As part of this Pull Request I have

• [x] Read the Contribution Guide and ensured this PR is compliant with the guide
• [x] Ensured the resource API versions in .bicep file/s I am adding/editing are using the latest API version possible
• [x] Checked for duplicate Pull Requests
• [x] Associated it with relevant GitHub Issues
• [x] (ALZ Bicep Core Team Only) Associated it with relevant ADO Items
• [x] Ensured my code/branch is up-to-date with the latest changes in the main branch
• [x] Performed testing and provided evidence.
• [x] Updated one or more of the following tests (if required)
  • Unit
  • Linting
  • E2E (End-To-End)
  • ValidateAzCloud (Base validation in Azure Cloud)
  • ValidateMcCloud (Base validation in Azure China Cloud)
• [x] Updated relevant and associated documentation (e.g.
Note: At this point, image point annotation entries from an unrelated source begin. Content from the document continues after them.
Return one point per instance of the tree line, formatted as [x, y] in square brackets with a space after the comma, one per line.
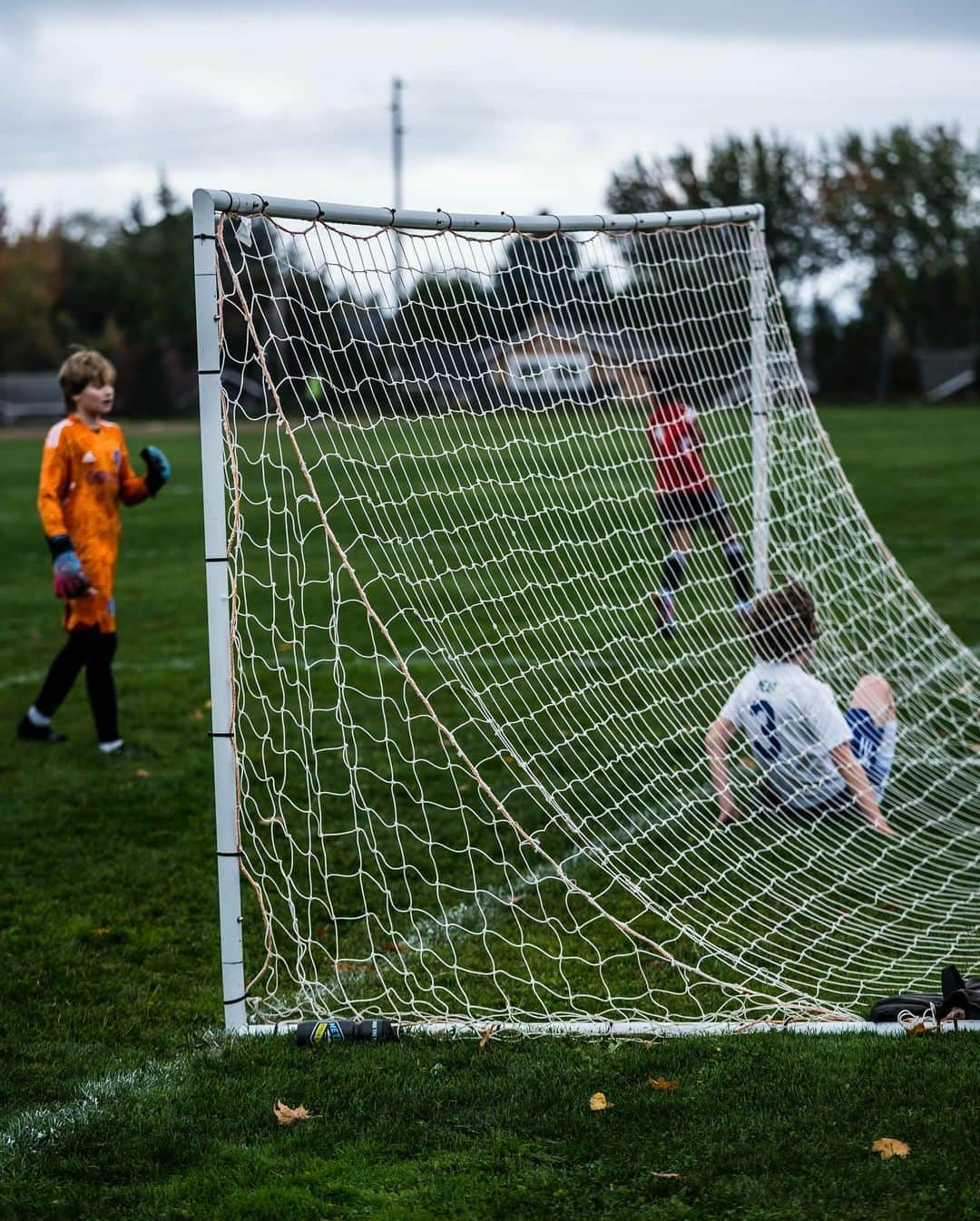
[874, 240]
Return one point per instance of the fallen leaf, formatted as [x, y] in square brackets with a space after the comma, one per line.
[887, 1147]
[289, 1114]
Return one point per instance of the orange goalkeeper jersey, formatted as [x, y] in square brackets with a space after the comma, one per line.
[84, 473]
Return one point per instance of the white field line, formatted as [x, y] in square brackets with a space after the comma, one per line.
[32, 1129]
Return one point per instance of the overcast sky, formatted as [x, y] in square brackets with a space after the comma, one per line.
[504, 112]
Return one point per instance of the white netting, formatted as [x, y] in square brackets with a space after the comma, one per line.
[472, 773]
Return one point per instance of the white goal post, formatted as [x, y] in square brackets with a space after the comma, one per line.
[458, 761]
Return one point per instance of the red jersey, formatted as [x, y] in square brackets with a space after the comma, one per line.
[673, 441]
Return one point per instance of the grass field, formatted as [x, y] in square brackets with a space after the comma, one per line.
[120, 1101]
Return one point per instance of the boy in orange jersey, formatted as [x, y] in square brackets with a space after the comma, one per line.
[84, 473]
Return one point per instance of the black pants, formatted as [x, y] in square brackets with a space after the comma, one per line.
[94, 650]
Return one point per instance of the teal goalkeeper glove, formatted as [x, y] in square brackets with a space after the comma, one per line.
[158, 468]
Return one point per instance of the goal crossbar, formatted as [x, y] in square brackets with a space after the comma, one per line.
[247, 204]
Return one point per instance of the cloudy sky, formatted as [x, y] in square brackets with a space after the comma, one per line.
[508, 105]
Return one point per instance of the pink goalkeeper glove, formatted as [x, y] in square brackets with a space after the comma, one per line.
[69, 576]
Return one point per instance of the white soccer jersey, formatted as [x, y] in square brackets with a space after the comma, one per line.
[792, 723]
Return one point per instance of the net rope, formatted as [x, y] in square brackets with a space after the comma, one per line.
[472, 782]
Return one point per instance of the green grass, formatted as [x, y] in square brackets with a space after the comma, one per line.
[119, 1101]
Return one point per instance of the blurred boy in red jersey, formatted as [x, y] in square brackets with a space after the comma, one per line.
[686, 497]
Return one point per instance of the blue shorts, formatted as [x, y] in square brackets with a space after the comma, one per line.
[867, 743]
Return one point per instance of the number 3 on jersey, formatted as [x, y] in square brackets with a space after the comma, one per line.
[765, 744]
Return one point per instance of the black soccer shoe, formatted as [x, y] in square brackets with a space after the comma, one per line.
[666, 623]
[31, 733]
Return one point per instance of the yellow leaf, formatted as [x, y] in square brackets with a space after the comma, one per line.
[289, 1114]
[887, 1147]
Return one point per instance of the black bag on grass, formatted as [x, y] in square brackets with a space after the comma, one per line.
[959, 999]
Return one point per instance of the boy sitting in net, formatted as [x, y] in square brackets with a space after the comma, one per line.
[84, 473]
[814, 758]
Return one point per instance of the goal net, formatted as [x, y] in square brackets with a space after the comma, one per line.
[460, 729]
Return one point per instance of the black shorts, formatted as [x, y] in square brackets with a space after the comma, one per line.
[705, 505]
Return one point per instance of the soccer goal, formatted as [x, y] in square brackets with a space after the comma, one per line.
[458, 752]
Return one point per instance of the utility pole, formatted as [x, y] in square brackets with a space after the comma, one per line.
[397, 132]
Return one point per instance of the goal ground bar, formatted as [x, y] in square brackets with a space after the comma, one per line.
[630, 1030]
[246, 204]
Contribution Guide, Module READMEs, Wiki Docs etc.)
• [x] If relevant, created or updated Code Tours here

[jtracey93]

@oZakari & @sebassem would appreciate a review here. Especially around the accelerator and multi region angle

[jtracey93]

LGTM , should we add an example specifically for multi-region to make it clear how to add region-aware private dns zones ?

@sebassem is this not already in the hub spoke multi-region, where i call the DNS zones twice with a different location.

I actually plan on adding the feature to my AVM modules to make it a simpler toggle

[oZakari]

/azp run validateazcloud

[azure-pipelines[bot]]

Azure Pipelines successfully started running 1 pipeline(s).